Barbarella, cette héroïne de science-fiction qui fit scandale quelques années auparavant, parce qu’on la voyait dévêtue. L’érotisme, déjà…
Il s’agissait surtout d’une des premières bandes dessinées à s’adresser, par son propos, aux adultes. Nous étions juste avant 1968 et le monde était en train de changer de manière radicale : les relations sociales, les modes de vie… La culture a participé à ce mouvement à travers la musique, la peinture, la littérature, mais aussi la bande dessinée. Barbarella – que Roger Vadim adapta par la suite au cinéma avec Jane Fonda [en 1968] – fut l’une des premières incarnations de la libération sexuelle. Avant de lire cet album, jamais je n’avais pensé m’orienter vers la bande dessinée, dont j’ignorais à peu près tout.
Vous n’en lisiez pas, enfant ?
Non. Ma mère était institutrice et la bande dessinée était quasiment interdite chez nous. Les enseignants la considéraient comme contre-éducative sous prétexte qu’elle empêchait les enfants d’apprendre à lire. Il y avait énormément d’ouvrages à la maison, mais pas de BD. Ma mère recevait beaucoup de livres de la part des maisons d’édition, car elle était chargée de les acheter pour son école. Mon père était secrétaire communal, lui aussi était un bon lecteur.

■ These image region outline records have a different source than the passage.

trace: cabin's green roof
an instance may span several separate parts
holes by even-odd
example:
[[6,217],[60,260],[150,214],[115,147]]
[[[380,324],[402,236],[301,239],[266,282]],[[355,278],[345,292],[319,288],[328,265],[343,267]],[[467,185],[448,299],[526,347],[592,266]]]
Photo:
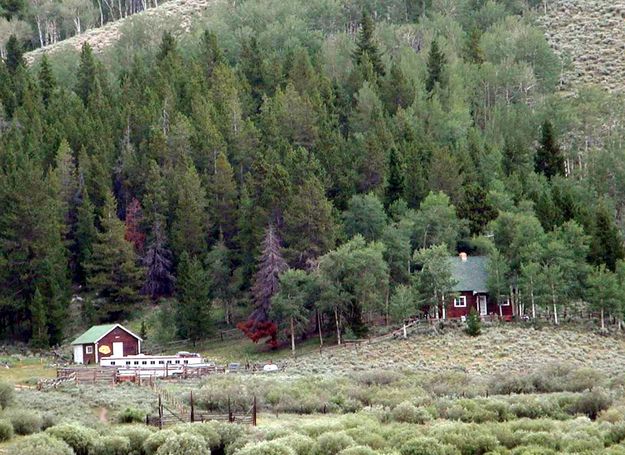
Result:
[[451,273],[456,284],[454,292],[488,292],[488,258],[468,256],[466,261],[456,256],[451,259]]
[[117,324],[94,325],[85,333],[72,341],[72,344],[95,343],[104,335],[113,330],[116,326]]

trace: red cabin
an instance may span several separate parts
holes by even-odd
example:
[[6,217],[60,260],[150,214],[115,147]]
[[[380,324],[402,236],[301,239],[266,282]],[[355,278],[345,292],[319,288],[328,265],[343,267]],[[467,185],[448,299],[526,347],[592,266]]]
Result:
[[449,299],[443,312],[444,318],[457,319],[469,315],[471,308],[482,317],[512,318],[510,300],[501,304],[488,296],[488,258],[460,253],[451,259],[452,276],[456,284],[451,289],[454,297]]
[[72,342],[74,363],[98,363],[102,357],[141,353],[141,337],[119,324],[94,325]]

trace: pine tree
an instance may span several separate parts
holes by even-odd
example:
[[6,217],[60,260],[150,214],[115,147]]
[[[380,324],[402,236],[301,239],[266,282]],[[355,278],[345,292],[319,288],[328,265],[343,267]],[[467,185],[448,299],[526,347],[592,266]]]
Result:
[[211,327],[209,280],[197,257],[185,251],[178,266],[176,329],[178,336],[194,343],[205,338]]
[[427,64],[427,80],[425,81],[425,89],[428,93],[432,93],[434,87],[438,84],[441,88],[445,86],[443,72],[445,71],[445,65],[447,59],[438,46],[438,41],[432,41],[430,47],[430,53],[428,54]]
[[623,258],[623,237],[608,205],[605,201],[600,201],[595,210],[590,260],[595,265],[605,264],[609,270],[615,271],[616,263]]
[[549,120],[545,120],[542,126],[540,146],[536,151],[535,169],[548,179],[556,175],[564,175],[564,156]]
[[384,64],[382,63],[378,46],[375,43],[374,33],[375,23],[373,19],[367,12],[363,12],[353,58],[356,65],[361,65],[366,56],[373,65],[375,74],[382,77],[384,76]]
[[35,348],[45,348],[49,344],[48,327],[46,321],[46,307],[39,288],[35,289],[35,295],[30,304],[31,312],[31,338],[30,344]]
[[223,152],[215,160],[215,172],[210,176],[211,218],[215,220],[220,238],[231,241],[236,234],[237,188],[234,172]]
[[280,238],[275,228],[269,225],[265,231],[258,272],[252,286],[254,311],[246,322],[237,325],[255,343],[268,338],[267,344],[277,346],[277,325],[270,320],[269,315],[271,298],[280,289],[280,274],[286,269],[288,265],[282,257]]
[[145,233],[143,232],[143,210],[137,198],[132,198],[126,209],[124,239],[134,245],[137,254],[143,253]]
[[306,267],[334,247],[336,227],[332,203],[326,199],[323,186],[314,176],[295,189],[284,212],[284,238],[289,260],[296,267]]
[[87,284],[100,298],[103,320],[118,320],[127,314],[128,304],[139,300],[141,270],[133,245],[124,239],[124,223],[117,218],[117,203],[109,191],[102,209],[101,232],[96,236],[87,263]]
[[41,99],[46,106],[48,105],[55,88],[56,80],[54,79],[54,74],[52,73],[50,61],[48,60],[48,56],[43,54],[41,57],[41,65],[39,67],[39,90],[41,92]]
[[141,291],[152,300],[170,297],[174,291],[175,278],[171,273],[171,252],[167,249],[165,233],[159,222],[152,227],[152,241],[143,259],[146,269]]

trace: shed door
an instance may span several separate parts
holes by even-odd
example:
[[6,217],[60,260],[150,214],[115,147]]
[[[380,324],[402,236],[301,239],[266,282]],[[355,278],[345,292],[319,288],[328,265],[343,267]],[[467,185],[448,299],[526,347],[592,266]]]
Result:
[[485,295],[478,296],[477,303],[480,306],[480,316],[486,316],[488,314],[488,306],[486,305],[486,296]]
[[124,343],[121,341],[113,342],[113,357],[123,357],[124,356]]

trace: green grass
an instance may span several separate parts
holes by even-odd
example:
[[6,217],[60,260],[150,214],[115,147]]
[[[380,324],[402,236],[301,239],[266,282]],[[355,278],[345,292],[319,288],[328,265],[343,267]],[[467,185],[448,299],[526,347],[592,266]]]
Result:
[[56,367],[50,366],[50,360],[44,357],[0,357],[0,381],[33,385],[39,378],[53,378],[56,376]]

Quelles lectures vont ont marqué ?
Les grands classiques : Le Capitaine Fracasse, la Chanson de Roland, Les Aventures d’Huckleberry Finn, Sans famille… Mais, ce qui nous fascinait le plus avec mes frères et sœurs – nous étions six enfants –, c’étaient des livres « pour adultes » rangés derrière une porte fermée à clé. Il y avait là D’Annunzio et Malaparte, ainsi que des ouvrages sur les camps de concentration qui contenaient des photos très choquantes de prisonniers réduits à l’état de squelettes. La Shoah a été un sujet tabou jusque dans les années 1960, en Italie. Mes parents étaient issus de la démocratie chrétienne et ils avaient été antifascistes, ce qui expliquait la présence de ces ouvrages chez nous. Un de mes oncles, commandant chez les partisans, avait été déporté.